Ao mesmo tempo, a corte joanina já percebia o potencial da técnica como elemento de política de Estado, e divulgava a si mesma através de impressões como as de Charles Simon Pradier, gravador da Missão Artística Francesa, de 1816, que muito produziu a partir de desenhos de Jean-Baptiste Debret.

Da propaganda política às charges e sátiras 

Mas, como analisa Renata, esse potencial só foi mais bem explorado após a Independência, quando se tornou necessário manter o controle do poder. Em 1825, D. Pedro I comprou uma prensa e aqui instalou a primeira oficina de litografia, que permitiu a propaganda do Império em larga escala. Isso porque a técnica de gravação em pedra é de execução mais fácil, permitindo agilidade na produção. Ateliês litográficos particulares se espalharam pela cidade, incluindo o do suíço Johan Steinmann, gravador do Império.

Além das impressões oficiais, Steinmann retratou curiosos tipos sociais — como o militar Buonaparte, de uma infantaria só de negros — e, para a autora, foi o “precursor das gravuras de reportagem”. — Com seu olhar de estrangeiro, Steinmann consegue dar forma à diversidade social que vê aqui, um pouco como o Debret fez em seus desenhos. Essa produção é de um momento de transformação, ainda não está muito claro quem a consumia ou a quem se destinava.

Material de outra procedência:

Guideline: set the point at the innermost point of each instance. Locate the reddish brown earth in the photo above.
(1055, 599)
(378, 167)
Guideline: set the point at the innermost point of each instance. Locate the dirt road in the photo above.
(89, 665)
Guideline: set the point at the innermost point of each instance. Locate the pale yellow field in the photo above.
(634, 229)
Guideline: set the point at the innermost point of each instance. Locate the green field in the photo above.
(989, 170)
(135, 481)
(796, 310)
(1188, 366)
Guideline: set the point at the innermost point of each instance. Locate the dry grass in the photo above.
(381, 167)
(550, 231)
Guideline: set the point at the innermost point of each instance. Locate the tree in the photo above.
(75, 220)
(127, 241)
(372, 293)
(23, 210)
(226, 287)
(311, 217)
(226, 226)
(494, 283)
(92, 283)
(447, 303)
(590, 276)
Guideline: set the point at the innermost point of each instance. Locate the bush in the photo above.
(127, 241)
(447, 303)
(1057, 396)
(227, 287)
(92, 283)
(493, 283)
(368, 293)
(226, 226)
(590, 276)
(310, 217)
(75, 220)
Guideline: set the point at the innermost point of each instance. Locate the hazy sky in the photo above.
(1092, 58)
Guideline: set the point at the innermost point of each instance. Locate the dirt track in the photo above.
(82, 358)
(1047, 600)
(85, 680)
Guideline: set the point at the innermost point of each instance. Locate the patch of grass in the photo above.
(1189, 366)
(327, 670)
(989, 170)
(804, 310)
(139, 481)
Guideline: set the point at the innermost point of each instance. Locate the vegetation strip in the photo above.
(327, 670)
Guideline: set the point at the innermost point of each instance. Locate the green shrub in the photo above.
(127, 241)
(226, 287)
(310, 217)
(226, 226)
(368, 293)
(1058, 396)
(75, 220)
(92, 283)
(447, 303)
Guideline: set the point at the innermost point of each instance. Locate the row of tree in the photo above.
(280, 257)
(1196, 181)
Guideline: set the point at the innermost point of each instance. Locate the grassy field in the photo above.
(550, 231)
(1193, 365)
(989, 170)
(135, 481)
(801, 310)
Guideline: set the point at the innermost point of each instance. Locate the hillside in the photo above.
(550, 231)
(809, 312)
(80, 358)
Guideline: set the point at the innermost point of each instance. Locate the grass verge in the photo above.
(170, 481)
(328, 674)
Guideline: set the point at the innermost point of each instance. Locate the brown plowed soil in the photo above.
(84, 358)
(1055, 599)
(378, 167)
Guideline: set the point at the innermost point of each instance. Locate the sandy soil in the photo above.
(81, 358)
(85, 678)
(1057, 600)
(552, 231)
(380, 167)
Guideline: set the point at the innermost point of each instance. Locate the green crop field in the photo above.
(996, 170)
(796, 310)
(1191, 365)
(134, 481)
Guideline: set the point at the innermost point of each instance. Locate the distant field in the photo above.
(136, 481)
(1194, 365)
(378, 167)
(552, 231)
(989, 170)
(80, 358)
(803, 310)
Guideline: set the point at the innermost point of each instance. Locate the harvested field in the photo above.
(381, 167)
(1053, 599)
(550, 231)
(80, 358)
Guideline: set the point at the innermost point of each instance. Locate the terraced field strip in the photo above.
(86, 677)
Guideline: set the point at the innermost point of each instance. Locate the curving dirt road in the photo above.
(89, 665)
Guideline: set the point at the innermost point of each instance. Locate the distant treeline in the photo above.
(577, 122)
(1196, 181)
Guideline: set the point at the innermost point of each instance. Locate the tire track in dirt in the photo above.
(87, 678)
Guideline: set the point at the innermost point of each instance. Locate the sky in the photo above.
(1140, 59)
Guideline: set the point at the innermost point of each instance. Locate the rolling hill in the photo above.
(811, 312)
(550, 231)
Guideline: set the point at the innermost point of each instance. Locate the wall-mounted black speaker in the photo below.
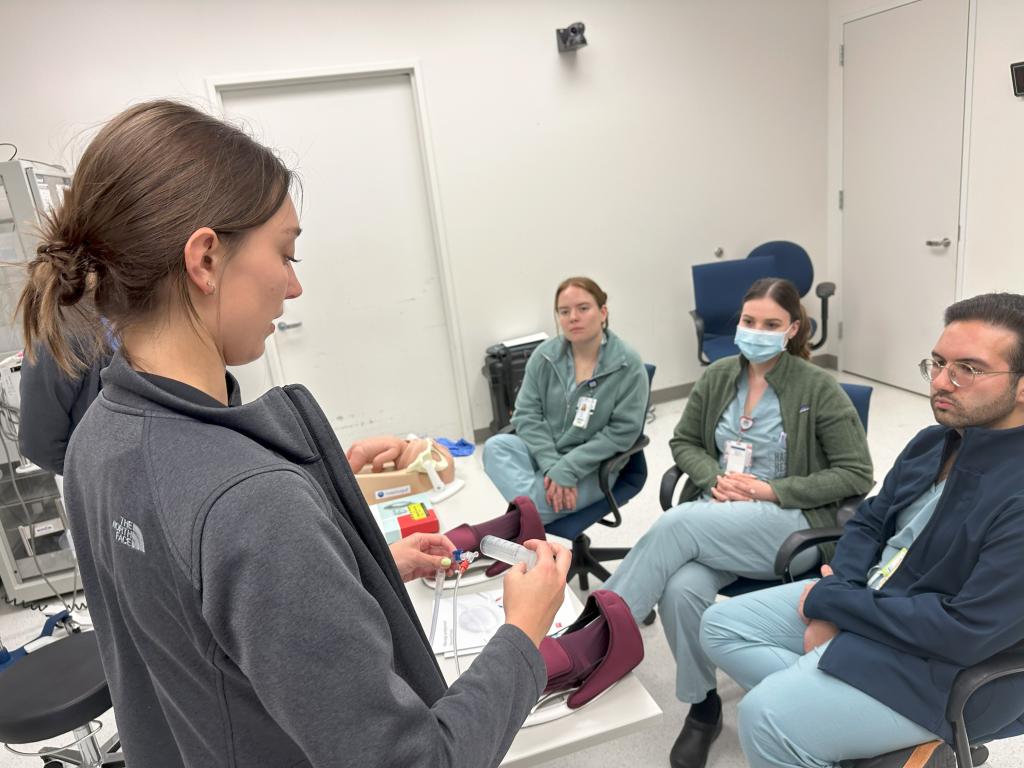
(1017, 73)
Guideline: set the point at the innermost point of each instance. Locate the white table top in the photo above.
(624, 709)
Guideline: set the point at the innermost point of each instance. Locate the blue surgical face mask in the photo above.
(760, 346)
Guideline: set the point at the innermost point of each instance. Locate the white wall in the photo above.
(685, 125)
(993, 241)
(995, 183)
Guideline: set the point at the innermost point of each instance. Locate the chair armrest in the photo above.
(698, 326)
(615, 464)
(1010, 662)
(799, 541)
(669, 481)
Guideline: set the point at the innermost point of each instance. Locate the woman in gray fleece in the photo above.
(247, 612)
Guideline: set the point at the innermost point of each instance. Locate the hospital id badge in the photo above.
(585, 409)
(738, 456)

O livro investiga ainda como, após a volta de D. Pedro I a Portugal, a função social da gravura se modifica. “Sai a propaganda e entra a crítica ao Estado”, em sátiras da conturbação política que marcou o período regencial. Nesse contexto, Renata destaca as charges políticas de Frederico Guilherme Briggs, gravadas a partir de desenhos de Araújo Porto Alegre, em 1840. Foi o mesmo ano da chegada ao país do daguerreótipo, o precursor da fotografia, que acabaria por deixar a gravura em segundo plano. — O processo utilizado na propaganda vai se transformando com a fotografia, que passou a ser usada pelo Estado para divulgar sua imagem — afirma Renata, que começou sua pesquisa pelo trabalho do suíço Georges Leuzinger, editor, fotógrafo e criador da maior empresa de impressão e litografia no país, no século XIX. — O trabalho de Leuzinger é muito representativo das transformações técnicas, de litografia, daguerreótipo e fotografia.

Todo o livro é ilustrado por gravuras, das mais simples às mais rebuscadas, de toda a primeira metade do século XIX. Renata, que pesquisou a maior parte das imagens na Biblioteca Nacional, quer mostrar como a comunicação visual, que ancora a sociedade de hoje, já existia séculos antes: — Na nossa concepção de progresso, o presente é mais evoluído que o passado. Mas, apesar das outras técnicas, já havia a idéia da reportagem, da propaganda política, da união de imagem e texto.